Sunday, January 18, 2009

The Trip; the Impact

Throughout the next few months I plan to post my observations, revelations, hallucinations, and every other thing that changed my personal outlook as a result of my first trip to Africa by way of Senegal. The first is posted and rightfully reflects on Goree Island, the start of our journey as a people to Africa-America.

That this trip was made on the dawning of a new era in American history, an era that will see this great, conflicted nation about to inaugurate a man of African descent as its leader, is an irony not lost on me. It is on the minds of all who accompanied me, from the youngest to the oldest. That it was made during the holiest of times in America, when the most important Judeo-Christian religious ceremonies are celebrated, also seems fitting since most assuredly we all expected to have a spiritual experience that mere words could never articulate.

So bear with me as I bare my feelings about my journey. I promise not to tell you every single detail but I want you to understand how I am processing all that I experienced and for me that will come best as writing and ultimately art. More to come...

Ile de Goree- A Painful Observation

The dirt from Goree will not leave my feet. I scrub and scrub, followed by a Wet Wipe bath and no luck...

It's as if the ancestors want to stay with me forever and make me take their spirits off that wretched island.

The walls of the slave house didn't really speak to me but the air did; the atmosphere did; the sea did.

My thoughts kept fixed on the millions dwelling beneath me as I made my way across the bay to the island aboard a modern day ferry boat, wondering how it must have felt to be on one of those precursors, those slave ships, those wooden graves, leaving my continent bound for who knows, bound...

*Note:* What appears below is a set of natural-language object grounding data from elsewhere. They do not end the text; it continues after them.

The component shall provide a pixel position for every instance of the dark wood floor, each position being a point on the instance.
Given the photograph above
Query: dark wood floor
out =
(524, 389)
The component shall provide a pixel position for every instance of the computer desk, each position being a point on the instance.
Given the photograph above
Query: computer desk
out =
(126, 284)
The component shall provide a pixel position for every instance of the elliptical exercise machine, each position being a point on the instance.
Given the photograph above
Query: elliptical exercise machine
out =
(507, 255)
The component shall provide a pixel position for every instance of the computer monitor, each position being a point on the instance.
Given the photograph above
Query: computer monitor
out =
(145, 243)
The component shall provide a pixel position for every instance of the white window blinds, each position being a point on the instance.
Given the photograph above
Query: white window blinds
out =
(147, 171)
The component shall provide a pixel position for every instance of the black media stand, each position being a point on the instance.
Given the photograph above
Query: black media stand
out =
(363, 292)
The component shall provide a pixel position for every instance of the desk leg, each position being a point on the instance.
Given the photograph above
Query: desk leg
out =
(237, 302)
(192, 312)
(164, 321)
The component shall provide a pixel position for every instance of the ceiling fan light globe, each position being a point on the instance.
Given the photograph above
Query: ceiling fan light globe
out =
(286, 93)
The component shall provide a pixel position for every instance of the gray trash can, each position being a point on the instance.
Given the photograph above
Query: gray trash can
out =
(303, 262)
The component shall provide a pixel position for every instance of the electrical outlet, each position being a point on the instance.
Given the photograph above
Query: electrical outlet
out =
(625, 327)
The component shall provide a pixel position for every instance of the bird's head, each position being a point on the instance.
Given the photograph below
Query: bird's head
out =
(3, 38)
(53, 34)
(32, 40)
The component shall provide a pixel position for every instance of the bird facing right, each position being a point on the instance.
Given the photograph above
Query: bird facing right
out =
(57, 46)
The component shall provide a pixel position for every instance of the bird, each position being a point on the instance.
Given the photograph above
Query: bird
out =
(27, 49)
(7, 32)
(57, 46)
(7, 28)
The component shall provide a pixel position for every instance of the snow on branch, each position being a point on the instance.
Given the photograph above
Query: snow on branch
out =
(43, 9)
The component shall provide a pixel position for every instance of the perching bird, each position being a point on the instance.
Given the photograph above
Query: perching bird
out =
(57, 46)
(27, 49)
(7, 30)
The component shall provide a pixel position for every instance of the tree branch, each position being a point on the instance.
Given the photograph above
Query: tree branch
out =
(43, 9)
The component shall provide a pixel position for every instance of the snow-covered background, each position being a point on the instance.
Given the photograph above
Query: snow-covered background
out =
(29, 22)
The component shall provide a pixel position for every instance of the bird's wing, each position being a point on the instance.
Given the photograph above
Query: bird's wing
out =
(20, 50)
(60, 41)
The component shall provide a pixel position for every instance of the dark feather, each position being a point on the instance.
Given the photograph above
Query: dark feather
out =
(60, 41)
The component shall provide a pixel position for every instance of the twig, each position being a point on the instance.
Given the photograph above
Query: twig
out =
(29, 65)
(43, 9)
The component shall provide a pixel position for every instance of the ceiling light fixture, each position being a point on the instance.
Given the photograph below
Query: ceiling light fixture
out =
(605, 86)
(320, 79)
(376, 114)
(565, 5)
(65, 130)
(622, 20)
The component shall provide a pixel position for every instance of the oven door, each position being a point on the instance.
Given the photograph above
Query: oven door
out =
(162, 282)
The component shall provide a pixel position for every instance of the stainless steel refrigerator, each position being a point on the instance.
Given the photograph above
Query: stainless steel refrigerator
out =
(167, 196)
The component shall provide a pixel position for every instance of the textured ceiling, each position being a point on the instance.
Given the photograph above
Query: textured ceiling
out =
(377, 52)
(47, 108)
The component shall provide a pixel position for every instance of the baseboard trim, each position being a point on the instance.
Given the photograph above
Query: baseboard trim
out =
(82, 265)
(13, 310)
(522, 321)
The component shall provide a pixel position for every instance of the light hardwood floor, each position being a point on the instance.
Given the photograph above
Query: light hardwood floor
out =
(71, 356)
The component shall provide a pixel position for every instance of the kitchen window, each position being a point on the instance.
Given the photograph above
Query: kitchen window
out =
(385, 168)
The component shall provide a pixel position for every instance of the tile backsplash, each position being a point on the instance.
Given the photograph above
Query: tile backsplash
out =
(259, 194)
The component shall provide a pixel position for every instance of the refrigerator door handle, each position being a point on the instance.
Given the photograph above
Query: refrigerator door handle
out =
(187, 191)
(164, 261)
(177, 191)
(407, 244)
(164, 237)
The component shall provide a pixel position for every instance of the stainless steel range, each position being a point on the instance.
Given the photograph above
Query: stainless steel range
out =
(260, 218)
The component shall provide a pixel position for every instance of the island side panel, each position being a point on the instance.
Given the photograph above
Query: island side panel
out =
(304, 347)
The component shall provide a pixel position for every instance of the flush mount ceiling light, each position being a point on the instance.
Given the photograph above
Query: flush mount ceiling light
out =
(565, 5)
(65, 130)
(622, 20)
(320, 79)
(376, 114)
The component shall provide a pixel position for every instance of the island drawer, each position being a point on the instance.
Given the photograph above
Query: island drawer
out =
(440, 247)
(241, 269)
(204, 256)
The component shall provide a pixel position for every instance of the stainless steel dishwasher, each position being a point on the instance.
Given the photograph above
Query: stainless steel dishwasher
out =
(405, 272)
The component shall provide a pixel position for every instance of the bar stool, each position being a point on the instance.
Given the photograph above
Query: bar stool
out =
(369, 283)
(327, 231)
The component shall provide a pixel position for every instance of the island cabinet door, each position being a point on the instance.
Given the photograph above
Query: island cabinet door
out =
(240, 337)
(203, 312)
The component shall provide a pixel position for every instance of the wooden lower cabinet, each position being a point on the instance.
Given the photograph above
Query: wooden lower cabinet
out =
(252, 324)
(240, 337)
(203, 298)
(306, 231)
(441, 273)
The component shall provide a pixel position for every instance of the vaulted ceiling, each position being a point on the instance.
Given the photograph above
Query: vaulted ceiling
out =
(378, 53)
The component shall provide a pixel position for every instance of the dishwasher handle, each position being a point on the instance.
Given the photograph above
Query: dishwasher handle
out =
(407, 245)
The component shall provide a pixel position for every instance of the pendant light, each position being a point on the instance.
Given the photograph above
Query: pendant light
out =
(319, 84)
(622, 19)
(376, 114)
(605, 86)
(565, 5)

I watch with a heaviness as the island begins to make itself seen, the prison/garrison barely visible, and I feel the weight of history beginning to pull me down, so standing is not an option.

Then as the boat begins to turn into the port I make myself stand to witness the returning to Goree that hundreds and thousands of African Americans make every year, a returning that bears witness to the horrific beginning of a new African people, the lost ones, the soulless ones, the African Americans.

I fill up; I wonder how I will see myself in the slave house.

Finally, I am in it; I am in the now sanitized torture chambers made palatable by the Senegalese government so that commerce can continue, this time trading in the history of the enslaved rather than the enslaved individuals whose blood, excrement, urine, tears, tears and more tears soaked and stained the stone/dirt floors.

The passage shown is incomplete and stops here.